神棚は倒れ、棚板の一部が折れ、縄や紙垂は無残に引き裂かれ、畳の上に雨水と共に散乱していた。
畳は黒く腐り、歩くたびに柔らかく沈む。湿り気を帯びたその感触は、生き物の死骸を踏むようだった。
壁の塗装は剥がれ落ち、ところどころに赤錆が浮かび、かつてそこにあった“祈り”の痕跡をすべて飲み込んでいる。
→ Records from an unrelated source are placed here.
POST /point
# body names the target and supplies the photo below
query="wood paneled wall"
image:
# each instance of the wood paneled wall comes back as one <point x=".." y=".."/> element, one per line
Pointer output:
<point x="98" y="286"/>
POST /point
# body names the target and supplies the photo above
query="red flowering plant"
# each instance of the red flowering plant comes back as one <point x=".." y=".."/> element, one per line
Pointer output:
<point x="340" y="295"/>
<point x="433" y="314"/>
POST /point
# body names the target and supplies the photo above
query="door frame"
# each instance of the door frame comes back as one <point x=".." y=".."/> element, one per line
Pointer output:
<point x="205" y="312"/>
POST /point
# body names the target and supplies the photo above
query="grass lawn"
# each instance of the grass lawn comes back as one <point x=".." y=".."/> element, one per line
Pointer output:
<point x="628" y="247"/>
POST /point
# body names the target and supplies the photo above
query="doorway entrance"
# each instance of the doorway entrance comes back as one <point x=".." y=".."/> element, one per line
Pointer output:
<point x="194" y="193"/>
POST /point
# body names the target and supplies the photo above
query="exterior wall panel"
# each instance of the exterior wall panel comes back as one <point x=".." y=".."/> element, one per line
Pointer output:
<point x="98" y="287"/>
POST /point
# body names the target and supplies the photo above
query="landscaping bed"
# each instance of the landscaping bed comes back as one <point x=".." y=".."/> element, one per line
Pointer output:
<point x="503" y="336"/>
そこには、もはや“神を信じる”という行為の痕跡すらなかった。
静寂だけが残り、世界の終わりのような時間が流れていた。
長年の放置による劣化ではない。
誰の目にも明らかな、意図的な破壊だった。
——全平教による“浄化”の跡である。
駿河は社殿の前に立ち、崩れかけた向拝の階段をゆっくりと登った。
賽銭箱には目もくれず、土埃まみれの縁側に躊躇なく足を踏み入れる。
そして、あろうことか——そのまま寝そべった。
十年前であれば、罰当たりにもほどがある行為だ。
だが今、この国に“罰を与える神”など存在しない。神主はいない。いや、そもそも神主という職業自体が、法律で消された。
先にも述べた通り、古風は弾圧の対象とされている。
ならば、神社仏閣などという「時代遅れの信仰施設」が残っていること自体が罪であった。
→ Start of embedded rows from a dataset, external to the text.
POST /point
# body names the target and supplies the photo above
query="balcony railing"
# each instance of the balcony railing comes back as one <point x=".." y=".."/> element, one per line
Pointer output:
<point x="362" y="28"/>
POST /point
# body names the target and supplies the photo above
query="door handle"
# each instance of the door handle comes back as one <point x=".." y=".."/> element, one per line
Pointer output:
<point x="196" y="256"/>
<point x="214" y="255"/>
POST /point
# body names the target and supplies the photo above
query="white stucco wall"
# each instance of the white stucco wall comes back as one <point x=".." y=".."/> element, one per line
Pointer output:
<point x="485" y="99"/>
この神社も、かつては人々の心の拠り所であったに違いない。だが今や、その残骸すら“反秩序”として破壊され、文明の名のもとに、塵のように葬られている。
——いわば、日本中に信長が蔓延っていると考えてくれれば良い。
いや、仏だけに飽き足らず、神までも抹殺するのだから、信長よりも質が悪い。
数年前には、「扁額狩り」と呼ばれる大規模な破壊工作が各地で行われた。
人々は信長と秀吉を混同し、さらには、「敵は関ヶ原にあり」と、今度は信長と家康を混同しながら、光秀ばりに叫び、自らの無知を誇示するように神社を焼き払い、石碑を削り落とした。
―――全員落第である。
当然、この神社にも名はない。
扁額は外され、石碑は削られ、ただの瓦礫の山と化している。私は便宜上ここを“神社”と呼んでいるが、実態は廃墟にほかならない。
兎にも角にも、見るも無残な有様である。
それにしても、これほど神を冒涜してなお、彼らが対外向けには“日本人”を名乗っているのだから滑稽である。私から言わせれば、誇り高き先人と現代人とでは、種族こそ同じでも、精神の系譜はとっくに断ち切られている。
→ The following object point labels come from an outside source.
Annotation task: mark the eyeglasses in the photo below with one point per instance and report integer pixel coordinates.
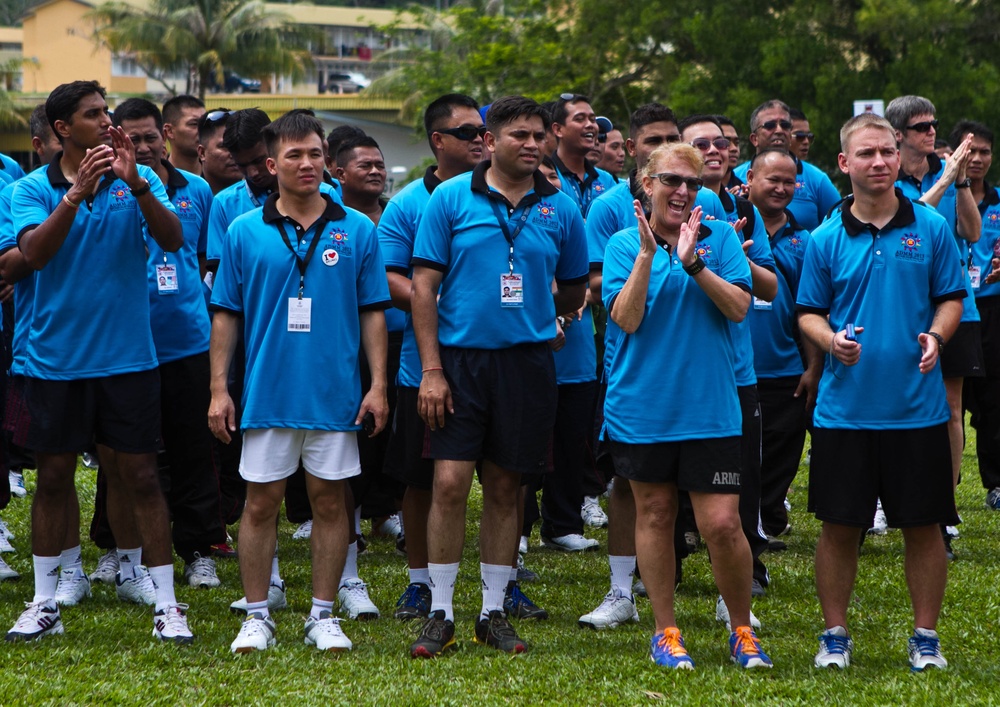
(668, 179)
(923, 126)
(465, 132)
(772, 124)
(704, 144)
極端に言えば、現代人はもはや“日本人のなり損ない”である。
……愚痴が過ぎた。話を戻そう。
駿河は静かに寝息を立てていた。
ここは人通りが絶え、監視の目もない。彼にとっては、心ゆくまで惰眠を貪ることができる、
数少ない“安息の地”であった。
やがて日が傾き、黄昏の光が社殿の穴を縫うように差し込んでも、駿河は目を覚ますことなく、静かに夢の中を漂っていた。